In "Englishman" Bennett adapted his own stage play about the notorious Brit aristocrat Guy Burgess, who was eventually found out as a Soviet spy. Here the focus goes to Burgess' partner in espionage, Sir Anthony Blunt (James Fox), on the eve of his own public embarrassment.
Arch and arrogant in Fox's razor-sharp characterization, Blunt has hidden behind his legacy of privilege--he's "Surveyor of Pictures" to the Queen, a sort of royal art historian--for years. But when new government interrogator Chubb (David Calder) is assigned to the case, the cat-and-mouse game between the two begins to crumble Blunt's facade.
Despite his gruff working-class exterior, Chubb is a sly one, and his prey begins to feel the heat of inevitable exposure. (Blunt confessed in 1964--when this scenario takes place--and was publically named by Thatcher in 1979.)
The highlight is an extended episode in which Blunt finds himself thrown into a surprise conversation with the Queen herself while replacing a painting at the palace.
In the first-ever Brit TV fictive sketch of Elizabeth II, actress Prunella Scales takes pic into a sphere of delicious drollery.
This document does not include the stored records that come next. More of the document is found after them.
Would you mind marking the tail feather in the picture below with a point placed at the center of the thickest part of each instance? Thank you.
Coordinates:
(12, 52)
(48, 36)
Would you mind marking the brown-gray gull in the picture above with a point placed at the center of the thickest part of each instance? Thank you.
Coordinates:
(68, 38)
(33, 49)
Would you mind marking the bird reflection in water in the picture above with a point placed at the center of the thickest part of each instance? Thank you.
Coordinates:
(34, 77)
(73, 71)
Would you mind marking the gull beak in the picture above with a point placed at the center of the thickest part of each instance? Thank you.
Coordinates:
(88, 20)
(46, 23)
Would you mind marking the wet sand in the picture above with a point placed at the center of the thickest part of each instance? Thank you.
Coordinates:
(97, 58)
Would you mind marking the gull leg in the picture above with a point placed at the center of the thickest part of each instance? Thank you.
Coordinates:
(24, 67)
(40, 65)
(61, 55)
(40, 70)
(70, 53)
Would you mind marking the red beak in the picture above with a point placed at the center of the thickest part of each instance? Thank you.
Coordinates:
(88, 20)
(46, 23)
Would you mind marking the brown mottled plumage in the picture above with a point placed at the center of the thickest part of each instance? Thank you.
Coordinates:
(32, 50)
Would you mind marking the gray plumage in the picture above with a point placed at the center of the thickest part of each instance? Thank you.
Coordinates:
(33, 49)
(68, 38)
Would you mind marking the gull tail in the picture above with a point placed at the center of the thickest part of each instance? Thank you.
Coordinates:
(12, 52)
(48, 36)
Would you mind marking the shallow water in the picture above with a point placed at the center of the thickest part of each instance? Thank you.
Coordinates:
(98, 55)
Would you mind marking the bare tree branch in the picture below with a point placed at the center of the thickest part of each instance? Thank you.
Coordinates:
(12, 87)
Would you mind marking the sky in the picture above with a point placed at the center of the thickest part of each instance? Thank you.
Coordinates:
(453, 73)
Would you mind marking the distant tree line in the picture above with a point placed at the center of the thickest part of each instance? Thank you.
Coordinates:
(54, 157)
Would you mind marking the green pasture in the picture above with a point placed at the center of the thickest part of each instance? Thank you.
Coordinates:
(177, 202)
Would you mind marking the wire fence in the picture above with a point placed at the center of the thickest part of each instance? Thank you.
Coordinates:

Bizarre, funny yet respectful, her portrait shows the Queen as wittily savvy to the various political non-niceties of the land. Blunt's own gay predelictions are drawn in similarly discrete, bemused strokes.
Couching its drama in clever recurring threads of art and philosophy (Blunt is investigating the mystery of faces hidden beneath the surfact of a Titian portrait), "A Question of Attribution" is first-class upscale entertainment. Tech values are fine if recognizably on the level of televid production; what matters here is the terrific precision of the writing and acting.
Smartly nuanced with wry comic and tragic elements, film should prove a major hit with its targeted Anglophile audience.
Camera (color), John Hooper; editor, Mark Day; music, Gerald Gouriet; production design, Barbara Gosnold. Reviewed at the AMC Kabuki 8 (San Francisco Film Festival), April 23, 1992. Running time: 70 min.